Oh, yes. As an officer, Eric had found it possible to enroll in the new college the army had set up. That had been the factor that tipped his decision to accept a commission. With his own resources, Krenz couldn’t have afford to attend a college or university.
Eventually, he’d heard from one of the college’s instructors, Torstensson planned to turn it into a full-fledged military academy—the first such created in the world. Their world, at least. It would be patterned after institutions in the world the Americans came from. Places with names like West Point, Sandhurst and Saint-Cyr.
In the meantime, though, it had been a fairly modest sort of school. For one thing, it only gave two years of instruction. Jeff Higgins had told him it was the equivalent of what up-timers called a “junior” or “community” college. But it was better than any other educational option available at the time.

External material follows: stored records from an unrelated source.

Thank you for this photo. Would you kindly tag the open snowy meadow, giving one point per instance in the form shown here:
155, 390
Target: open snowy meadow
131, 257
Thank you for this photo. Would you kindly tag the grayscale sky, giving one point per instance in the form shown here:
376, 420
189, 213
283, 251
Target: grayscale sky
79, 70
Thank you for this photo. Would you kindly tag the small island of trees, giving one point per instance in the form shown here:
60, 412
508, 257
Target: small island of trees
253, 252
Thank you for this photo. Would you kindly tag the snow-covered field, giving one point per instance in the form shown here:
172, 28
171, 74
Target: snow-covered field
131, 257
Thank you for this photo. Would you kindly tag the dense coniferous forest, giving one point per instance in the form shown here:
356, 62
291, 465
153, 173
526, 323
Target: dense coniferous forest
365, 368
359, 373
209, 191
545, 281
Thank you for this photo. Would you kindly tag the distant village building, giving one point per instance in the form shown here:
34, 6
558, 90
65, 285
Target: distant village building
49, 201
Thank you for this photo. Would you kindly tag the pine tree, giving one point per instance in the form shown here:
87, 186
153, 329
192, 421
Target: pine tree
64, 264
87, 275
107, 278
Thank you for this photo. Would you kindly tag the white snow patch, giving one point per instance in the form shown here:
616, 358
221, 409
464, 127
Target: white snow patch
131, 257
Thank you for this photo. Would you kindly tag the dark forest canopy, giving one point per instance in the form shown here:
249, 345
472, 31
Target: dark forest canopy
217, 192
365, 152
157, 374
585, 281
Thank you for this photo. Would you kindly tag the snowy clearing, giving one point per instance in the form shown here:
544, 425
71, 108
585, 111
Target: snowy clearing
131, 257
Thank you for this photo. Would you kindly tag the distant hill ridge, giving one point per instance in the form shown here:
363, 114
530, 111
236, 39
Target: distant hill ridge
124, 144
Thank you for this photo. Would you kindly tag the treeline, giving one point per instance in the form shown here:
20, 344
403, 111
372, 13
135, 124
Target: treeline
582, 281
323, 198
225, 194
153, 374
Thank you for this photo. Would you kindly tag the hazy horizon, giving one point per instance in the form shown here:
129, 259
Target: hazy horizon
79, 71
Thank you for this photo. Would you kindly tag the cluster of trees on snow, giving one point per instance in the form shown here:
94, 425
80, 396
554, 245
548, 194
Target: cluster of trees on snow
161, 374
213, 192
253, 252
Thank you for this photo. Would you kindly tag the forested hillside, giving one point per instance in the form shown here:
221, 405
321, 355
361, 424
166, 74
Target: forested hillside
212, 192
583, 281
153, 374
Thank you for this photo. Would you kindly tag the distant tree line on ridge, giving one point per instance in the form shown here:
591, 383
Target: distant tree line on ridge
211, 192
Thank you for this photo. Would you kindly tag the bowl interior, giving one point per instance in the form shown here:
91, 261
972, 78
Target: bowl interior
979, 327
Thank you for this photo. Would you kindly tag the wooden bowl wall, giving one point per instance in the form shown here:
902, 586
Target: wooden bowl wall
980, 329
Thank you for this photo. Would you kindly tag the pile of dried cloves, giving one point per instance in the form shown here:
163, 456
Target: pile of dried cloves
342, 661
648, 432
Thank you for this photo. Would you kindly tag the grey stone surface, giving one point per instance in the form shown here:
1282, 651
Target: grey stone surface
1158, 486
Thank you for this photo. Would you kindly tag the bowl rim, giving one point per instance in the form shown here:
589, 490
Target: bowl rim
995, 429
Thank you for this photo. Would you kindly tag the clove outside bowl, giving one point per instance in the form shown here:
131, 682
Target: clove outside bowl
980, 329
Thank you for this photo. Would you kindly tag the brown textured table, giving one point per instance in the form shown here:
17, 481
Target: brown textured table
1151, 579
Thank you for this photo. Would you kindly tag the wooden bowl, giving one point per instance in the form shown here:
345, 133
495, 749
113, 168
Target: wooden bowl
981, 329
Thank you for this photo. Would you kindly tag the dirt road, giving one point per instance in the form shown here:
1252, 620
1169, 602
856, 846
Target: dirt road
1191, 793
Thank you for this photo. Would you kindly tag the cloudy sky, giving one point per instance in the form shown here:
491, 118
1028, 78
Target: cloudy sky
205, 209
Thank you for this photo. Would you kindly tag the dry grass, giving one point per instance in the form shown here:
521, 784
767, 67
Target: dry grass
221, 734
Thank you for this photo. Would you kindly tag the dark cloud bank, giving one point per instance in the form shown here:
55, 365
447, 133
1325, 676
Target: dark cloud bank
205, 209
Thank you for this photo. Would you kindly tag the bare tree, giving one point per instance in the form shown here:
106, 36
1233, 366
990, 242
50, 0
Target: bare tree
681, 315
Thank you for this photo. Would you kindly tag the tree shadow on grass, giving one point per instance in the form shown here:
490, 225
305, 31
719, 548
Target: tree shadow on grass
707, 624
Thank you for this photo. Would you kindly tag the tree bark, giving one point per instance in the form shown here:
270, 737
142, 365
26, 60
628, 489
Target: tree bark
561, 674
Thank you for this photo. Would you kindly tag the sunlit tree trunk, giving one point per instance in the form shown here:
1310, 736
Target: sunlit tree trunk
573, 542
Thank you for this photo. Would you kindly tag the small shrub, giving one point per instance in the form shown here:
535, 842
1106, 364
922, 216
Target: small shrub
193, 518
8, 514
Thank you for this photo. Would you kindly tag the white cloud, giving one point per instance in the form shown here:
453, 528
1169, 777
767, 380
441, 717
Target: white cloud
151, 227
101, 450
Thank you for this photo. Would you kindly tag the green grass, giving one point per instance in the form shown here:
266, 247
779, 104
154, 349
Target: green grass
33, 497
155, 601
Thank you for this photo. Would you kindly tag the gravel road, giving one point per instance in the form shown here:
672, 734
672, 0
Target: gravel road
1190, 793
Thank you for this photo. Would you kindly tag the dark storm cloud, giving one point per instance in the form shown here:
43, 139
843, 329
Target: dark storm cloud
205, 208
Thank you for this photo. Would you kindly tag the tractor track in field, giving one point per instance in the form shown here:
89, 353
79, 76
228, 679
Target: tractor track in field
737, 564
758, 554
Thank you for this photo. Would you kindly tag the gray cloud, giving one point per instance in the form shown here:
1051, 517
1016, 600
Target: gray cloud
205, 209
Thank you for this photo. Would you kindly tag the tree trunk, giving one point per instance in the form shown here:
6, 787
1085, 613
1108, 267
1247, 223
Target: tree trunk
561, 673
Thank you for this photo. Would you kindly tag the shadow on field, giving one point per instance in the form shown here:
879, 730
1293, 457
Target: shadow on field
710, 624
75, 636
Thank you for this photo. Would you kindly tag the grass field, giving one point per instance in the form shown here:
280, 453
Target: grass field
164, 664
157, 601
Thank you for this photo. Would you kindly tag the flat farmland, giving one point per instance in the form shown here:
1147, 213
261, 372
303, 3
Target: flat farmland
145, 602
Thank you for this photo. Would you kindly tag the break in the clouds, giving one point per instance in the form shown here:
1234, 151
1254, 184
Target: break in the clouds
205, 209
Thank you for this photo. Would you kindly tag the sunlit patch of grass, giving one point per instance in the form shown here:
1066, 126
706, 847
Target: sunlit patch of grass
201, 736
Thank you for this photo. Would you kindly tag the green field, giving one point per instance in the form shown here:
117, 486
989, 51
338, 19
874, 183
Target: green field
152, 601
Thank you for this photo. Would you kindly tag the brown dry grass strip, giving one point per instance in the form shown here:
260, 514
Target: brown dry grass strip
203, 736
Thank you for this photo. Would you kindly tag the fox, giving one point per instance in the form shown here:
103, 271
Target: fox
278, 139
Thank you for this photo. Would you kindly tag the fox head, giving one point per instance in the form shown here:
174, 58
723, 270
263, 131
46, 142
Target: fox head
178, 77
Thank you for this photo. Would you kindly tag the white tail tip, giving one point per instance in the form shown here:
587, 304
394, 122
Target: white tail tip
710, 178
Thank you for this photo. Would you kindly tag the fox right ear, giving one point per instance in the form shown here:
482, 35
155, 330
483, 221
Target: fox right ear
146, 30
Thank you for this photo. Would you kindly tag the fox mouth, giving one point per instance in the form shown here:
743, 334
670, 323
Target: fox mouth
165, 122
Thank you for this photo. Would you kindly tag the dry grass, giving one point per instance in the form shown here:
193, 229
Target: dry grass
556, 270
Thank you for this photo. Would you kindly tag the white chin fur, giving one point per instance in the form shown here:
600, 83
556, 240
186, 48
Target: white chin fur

His course of study had been general, with no particular focus. Had intended to be general, it would be better to say. He’d barely finished one semester when Gustav Adolf started this new war. (What was it about Swedes, anyway? Did the milk they drank as youngsters come from a special breed of belligerent cows?) Eric still had no clear idea of what he wanted to do with the rest of his life, assuming he survived the war. Something involving mechanics, most likely. But beyond that, he had no idea.
Blessedly, Tata did not press him on the matter. She was odd, that way. Most young women of a bossy temperament never stopped pestering their men about their goals and ambitions. But Tata never did. She seemed content with modifying Eric’s daily behavior to suit her liking, and was willing to let him figure out what he’d be doing in the months and years to come.